NEW TRENDS IN DETAIL
British designer Sebastian Wrong calls 2016 a ‘very exciting moment in lighting,’ because this year has delivered plenty of groundbreaking innovations to take advantage of. Here are our highlights
New LEDS ‘LED lighting is delivering much better quality illumination at much lower cost, so there’s no reason not to use it in your home,’ says Bruce Weil of The Lighting Design Studio. ‘ What’s available now is tried and tested, so we can confidently design lighting with integrated LEDS,’ adds Wrong. LEDS are long-lasting, energy-efficient, cool to the touch and vibration- and shock-proof. They are now being used for everything from ‘virtual skies’ (faux rooflights that mimic natural light) to LED decorated wallpaper – a unique way to illuminate your walls. OLEDS (organic LEDS) These are a relatively new technology providing a uniform spread of light, rather than single light points. They come in sheet form and can be used to brighten whole surfaces without the need for shades or diffusers. They produce very little heat, and with low glare and shadow, can reduce eye fatigue. Reinvented lightbulbs Plumen, the pioneer of beautifully designed, energyefficient lightbulbs, has just launched the ‘Plumen 003’ (£150; ukshop.plumen.com), which has a faceted gold detail on the inside, while the sculptural ‘URI’ laseretched acrylic LED bulb from Hong Kong brand NAP (£40; indiegogo.com) casts spectacular shadows. Vintage-style filament bulbs are also enjoying a revival, now fitted with energy-efficient LEDS.

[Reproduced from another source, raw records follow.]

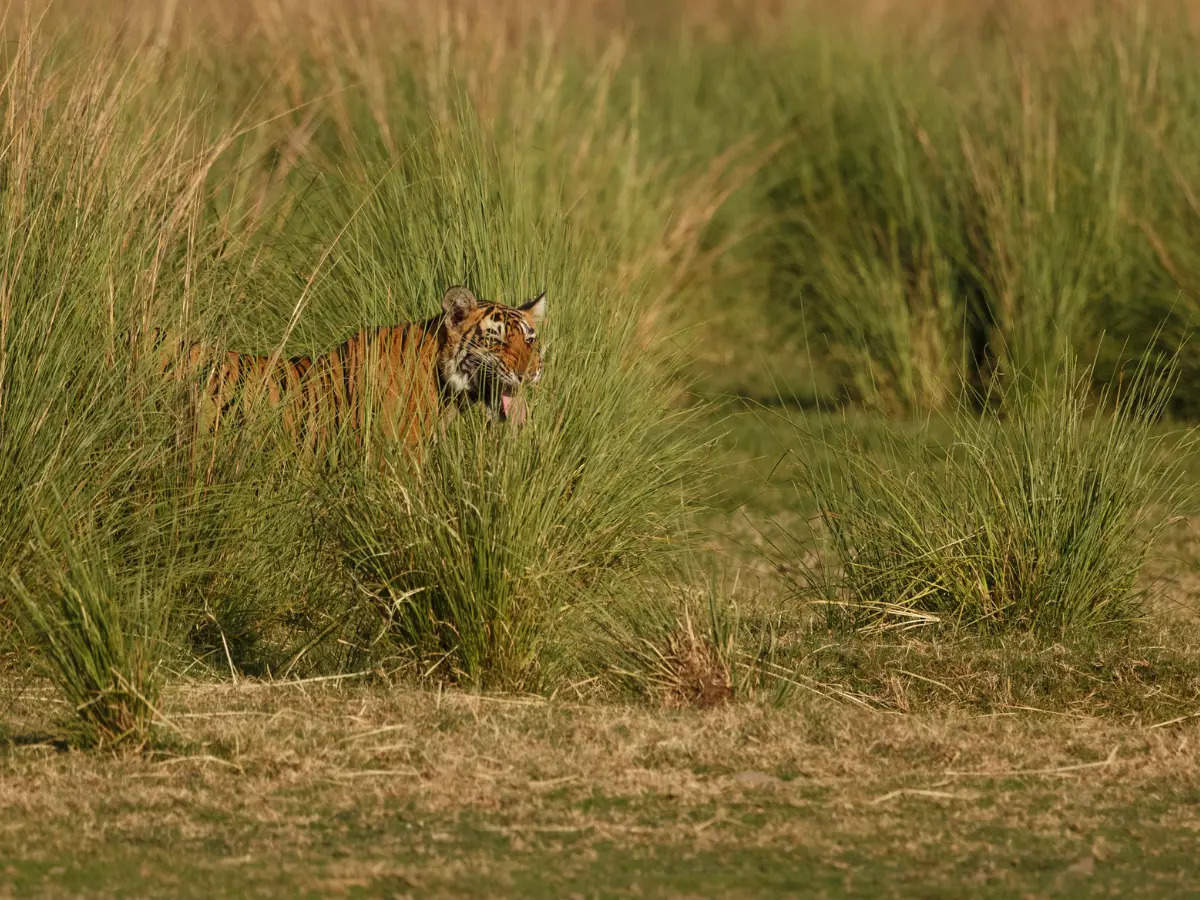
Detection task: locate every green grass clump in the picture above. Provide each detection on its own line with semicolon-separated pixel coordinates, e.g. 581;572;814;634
792;362;1174;638
7;525;173;749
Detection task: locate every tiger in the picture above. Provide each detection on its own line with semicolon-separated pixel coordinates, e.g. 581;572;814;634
133;286;546;451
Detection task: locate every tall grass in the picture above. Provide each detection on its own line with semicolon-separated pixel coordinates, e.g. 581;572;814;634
792;367;1177;638
0;1;728;710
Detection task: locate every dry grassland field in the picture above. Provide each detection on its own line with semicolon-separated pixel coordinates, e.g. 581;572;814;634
0;0;1200;898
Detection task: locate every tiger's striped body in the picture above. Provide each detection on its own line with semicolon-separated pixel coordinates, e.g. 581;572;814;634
136;287;545;450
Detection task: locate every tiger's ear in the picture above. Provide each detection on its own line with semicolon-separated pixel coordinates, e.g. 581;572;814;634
442;284;479;326
518;290;546;325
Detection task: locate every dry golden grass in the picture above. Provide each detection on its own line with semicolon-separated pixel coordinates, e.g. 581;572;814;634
0;679;1200;895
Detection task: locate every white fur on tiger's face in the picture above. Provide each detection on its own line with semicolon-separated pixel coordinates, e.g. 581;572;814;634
440;287;546;425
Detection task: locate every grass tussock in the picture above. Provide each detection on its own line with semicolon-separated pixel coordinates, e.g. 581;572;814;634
796;370;1176;638
0;0;1200;742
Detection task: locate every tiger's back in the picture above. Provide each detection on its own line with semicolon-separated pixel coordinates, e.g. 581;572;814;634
135;287;545;450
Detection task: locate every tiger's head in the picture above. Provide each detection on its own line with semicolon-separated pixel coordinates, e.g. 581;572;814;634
439;287;546;425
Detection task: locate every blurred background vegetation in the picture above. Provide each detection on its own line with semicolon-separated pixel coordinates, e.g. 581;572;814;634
0;0;1200;740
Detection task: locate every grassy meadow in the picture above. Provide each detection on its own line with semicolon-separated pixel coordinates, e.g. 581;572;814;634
7;0;1200;896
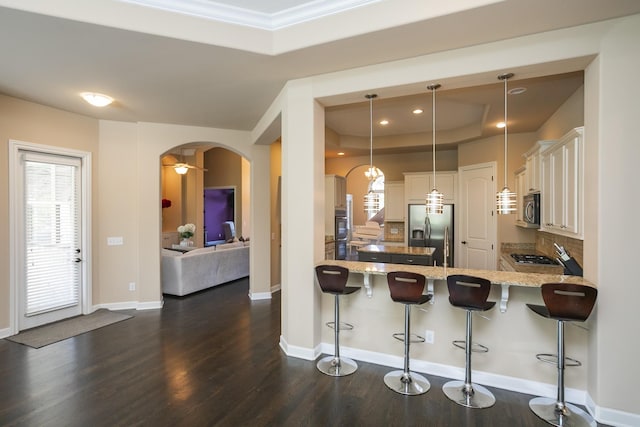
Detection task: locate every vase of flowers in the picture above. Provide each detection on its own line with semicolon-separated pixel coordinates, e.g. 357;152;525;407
178;224;196;246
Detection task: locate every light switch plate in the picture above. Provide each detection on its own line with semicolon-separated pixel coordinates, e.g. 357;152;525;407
107;237;124;246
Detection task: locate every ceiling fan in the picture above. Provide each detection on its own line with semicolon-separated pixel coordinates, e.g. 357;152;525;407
165;162;207;175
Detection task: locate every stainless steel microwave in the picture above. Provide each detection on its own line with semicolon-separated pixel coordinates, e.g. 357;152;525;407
522;193;540;226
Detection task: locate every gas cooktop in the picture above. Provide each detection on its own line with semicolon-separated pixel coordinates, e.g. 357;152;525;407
511;254;558;265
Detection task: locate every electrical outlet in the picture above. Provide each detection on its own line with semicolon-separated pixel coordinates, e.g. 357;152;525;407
424;329;435;344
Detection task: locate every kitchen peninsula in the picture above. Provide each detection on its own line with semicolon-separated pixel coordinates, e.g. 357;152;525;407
316;260;595;404
358;245;435;265
322;260;595;313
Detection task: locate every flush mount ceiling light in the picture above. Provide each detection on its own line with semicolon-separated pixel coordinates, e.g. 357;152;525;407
173;163;189;175
426;83;443;214
80;92;113;107
496;73;516;214
364;93;380;215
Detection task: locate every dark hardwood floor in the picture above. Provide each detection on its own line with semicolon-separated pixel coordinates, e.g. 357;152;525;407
0;280;604;426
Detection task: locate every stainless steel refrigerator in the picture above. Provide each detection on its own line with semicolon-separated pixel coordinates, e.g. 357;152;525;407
407;205;455;267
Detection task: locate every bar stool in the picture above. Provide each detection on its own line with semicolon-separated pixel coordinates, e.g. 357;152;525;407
316;265;360;377
527;283;598;427
442;274;496;408
384;271;431;396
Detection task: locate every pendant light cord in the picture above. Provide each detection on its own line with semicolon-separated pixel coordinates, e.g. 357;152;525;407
369;95;373;176
431;87;437;188
364;93;378;182
503;75;509;188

Research shows that light can affect everything from sleep to productivity, so wirelessly connected bulbs like the ‘Active Light’ by Hive (from £89 for a starter pack; hivehome.com) that are able to mimic sunrise and sunset, can have a positive effect on people’s lives. High-tech controls Alongside wireless smartphone- and tablet-controlled systems, lighting will soon be intelligently managed in the same way that adaptive thermostats, such as Nest, learn your behaviour to adjust room temperature. This means, for example, that the lights could gradually brighten at the time you usually get up, without you having to pre-programme them to do so. Lighting that learns from you – it’s the future.